L’historien russe estime que si la situation économique et militaire se dégrade rapidement, la population pourrait exiger de manière pressante un changement en termes de politique intérieure.

Courageuse image de russes manifestant leur opposition à la guerre en Ukraine à Saint-Pétersbourg. En Russie, les manifestations se multiplient dans la rue, les réseaux libres et des tribunes. En tête d’affiche : les féministes russes, une partie de l’intelligentsia, notamment les étudiants du MGIMO, l’équivalent du Sciences PO et de l’HEC russe, ou le colonel-général à la retraite Leonid Ivashov qui exige la démission de Poutine. Un article de Florian Grenon.

Ce dimanche, de nouveaux rassemblements contre l’offensive russe en Ukraine ont eu lieu dimanche dans le monde entier, y compris en Russie, où plus de 4 600 personnes ont été interpellés, selon l’ONG OVD-Info spécialisée dans le suivi des manifestations.

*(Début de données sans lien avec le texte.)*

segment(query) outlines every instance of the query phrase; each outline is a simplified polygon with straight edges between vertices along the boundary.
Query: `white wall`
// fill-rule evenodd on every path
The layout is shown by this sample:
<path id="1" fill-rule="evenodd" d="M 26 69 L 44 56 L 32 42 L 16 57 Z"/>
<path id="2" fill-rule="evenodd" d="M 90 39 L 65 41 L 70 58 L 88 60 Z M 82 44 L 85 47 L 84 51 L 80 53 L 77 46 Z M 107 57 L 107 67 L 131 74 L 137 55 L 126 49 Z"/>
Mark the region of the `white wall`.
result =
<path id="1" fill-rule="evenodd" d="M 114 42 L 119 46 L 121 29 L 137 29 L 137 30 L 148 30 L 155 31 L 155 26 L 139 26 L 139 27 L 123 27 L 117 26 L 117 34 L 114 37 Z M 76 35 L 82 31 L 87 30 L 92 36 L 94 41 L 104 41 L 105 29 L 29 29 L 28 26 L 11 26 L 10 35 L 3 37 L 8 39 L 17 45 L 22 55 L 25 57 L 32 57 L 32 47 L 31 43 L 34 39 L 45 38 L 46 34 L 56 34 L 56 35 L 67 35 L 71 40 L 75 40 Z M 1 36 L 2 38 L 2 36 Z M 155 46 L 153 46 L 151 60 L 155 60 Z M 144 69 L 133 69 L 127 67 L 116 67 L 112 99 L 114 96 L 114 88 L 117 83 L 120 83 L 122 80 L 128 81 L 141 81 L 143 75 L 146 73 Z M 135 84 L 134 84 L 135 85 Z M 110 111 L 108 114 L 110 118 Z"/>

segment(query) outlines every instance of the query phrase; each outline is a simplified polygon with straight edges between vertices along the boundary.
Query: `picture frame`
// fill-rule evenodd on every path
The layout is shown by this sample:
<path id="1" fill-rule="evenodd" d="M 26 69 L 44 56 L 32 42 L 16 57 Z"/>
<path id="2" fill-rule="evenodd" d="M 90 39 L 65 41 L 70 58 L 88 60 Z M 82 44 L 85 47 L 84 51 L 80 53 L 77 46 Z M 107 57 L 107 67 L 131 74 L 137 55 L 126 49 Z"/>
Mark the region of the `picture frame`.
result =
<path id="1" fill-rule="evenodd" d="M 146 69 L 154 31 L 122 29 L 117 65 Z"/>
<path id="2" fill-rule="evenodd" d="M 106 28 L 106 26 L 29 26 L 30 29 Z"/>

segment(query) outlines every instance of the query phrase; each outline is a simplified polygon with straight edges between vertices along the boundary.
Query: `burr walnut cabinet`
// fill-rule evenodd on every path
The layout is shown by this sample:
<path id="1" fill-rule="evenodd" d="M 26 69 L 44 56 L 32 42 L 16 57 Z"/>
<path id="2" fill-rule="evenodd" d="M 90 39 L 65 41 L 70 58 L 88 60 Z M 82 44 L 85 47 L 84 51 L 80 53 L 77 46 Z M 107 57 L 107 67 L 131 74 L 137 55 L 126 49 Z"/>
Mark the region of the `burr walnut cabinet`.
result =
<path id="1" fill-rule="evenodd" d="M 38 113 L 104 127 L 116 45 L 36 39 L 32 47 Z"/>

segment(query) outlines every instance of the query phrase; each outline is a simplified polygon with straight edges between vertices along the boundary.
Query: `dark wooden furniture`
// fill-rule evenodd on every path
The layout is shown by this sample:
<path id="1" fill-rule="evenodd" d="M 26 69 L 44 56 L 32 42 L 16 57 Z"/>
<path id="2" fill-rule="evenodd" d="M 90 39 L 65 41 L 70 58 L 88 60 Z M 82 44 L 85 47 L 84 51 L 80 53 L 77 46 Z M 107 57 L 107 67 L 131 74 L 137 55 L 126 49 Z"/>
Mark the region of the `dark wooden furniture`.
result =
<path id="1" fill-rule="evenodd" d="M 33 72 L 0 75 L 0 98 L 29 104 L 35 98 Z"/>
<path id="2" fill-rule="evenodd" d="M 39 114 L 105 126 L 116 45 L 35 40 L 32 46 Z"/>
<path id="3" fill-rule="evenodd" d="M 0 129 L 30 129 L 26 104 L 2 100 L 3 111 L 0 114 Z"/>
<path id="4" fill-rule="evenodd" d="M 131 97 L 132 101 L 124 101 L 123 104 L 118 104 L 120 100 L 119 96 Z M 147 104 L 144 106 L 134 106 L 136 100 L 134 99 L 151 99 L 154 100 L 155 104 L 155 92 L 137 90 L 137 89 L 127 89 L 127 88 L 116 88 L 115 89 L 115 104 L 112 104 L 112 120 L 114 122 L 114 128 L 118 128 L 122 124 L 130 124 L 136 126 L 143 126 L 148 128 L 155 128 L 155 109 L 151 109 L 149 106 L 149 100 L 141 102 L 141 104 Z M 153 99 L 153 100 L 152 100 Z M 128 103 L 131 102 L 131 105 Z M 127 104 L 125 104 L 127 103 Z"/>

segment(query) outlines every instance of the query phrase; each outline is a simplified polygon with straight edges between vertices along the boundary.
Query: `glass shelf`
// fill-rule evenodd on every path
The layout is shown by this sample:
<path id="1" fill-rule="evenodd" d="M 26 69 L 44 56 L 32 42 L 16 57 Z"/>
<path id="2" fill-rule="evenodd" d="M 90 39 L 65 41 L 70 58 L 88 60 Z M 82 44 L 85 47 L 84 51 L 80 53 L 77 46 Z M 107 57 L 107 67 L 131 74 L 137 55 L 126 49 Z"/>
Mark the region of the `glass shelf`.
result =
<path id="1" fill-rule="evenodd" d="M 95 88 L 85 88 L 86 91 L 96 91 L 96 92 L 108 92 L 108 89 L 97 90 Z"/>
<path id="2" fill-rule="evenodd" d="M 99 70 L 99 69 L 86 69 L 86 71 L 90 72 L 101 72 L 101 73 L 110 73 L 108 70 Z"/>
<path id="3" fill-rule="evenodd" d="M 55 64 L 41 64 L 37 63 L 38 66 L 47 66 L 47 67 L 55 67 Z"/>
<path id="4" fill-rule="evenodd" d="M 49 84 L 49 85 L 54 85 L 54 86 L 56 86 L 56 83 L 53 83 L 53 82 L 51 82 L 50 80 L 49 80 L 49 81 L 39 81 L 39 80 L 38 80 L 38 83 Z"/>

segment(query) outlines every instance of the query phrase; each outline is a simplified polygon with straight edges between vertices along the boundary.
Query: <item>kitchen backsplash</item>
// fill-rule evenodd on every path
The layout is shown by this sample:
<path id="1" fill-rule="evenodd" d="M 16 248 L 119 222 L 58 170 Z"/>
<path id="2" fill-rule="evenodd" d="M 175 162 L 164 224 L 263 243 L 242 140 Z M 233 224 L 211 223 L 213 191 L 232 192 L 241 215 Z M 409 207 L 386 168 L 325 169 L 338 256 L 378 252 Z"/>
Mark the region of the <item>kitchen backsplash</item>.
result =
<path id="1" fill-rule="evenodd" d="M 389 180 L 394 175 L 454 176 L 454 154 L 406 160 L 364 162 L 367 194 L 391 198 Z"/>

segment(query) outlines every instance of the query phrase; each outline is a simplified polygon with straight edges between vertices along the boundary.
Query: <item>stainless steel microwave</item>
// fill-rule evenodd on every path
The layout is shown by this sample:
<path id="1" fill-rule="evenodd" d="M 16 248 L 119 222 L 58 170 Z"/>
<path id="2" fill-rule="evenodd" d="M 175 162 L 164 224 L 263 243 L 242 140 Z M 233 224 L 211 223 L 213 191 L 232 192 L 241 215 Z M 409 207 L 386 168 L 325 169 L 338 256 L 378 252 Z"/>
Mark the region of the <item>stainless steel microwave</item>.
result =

De son côté, le ministère de l’Intérieur a déclaré 500 arrestations, dont 1 700 à Moscou et 750 à Saint-Pétersbourg. Les milliers de manifestants ont crié “Non à la guerre !” et “Honte à vous !”, selon des vidéos publiées sur les médias sociaux par des militants de l’opposition et des blogueurs

La réponse des forces de l’ordre a été brutale, comme le rapporte le site russe indépendant Meduza : “dans certains cas, les manifestants ont été battus, attrapés par les cheveux, aspergés d’eau et d’antiseptique, voire frappés à coups de taser”. Pas de quoi décourager la population, qui s’inquiète pour son avenir, mais aussi pour leurs proches en Ukraine.

La population inquiète du sort de leurs proches

Les liens entre la Russie et l’Ukraine sont historiques. L’Etat de Kiev (IXème- XIIème siècle) dont l’ensemble des territoires formaient les « terres russes », est considéré par Poutine et les nationalistes russes comme le berceau de la Russie. Cette théorie, qui est à la base de l’idéologie impérialiste de Poutine vis-à-vis de l’Ukraine, est largement contredite au sein de la communauté d’historiens. 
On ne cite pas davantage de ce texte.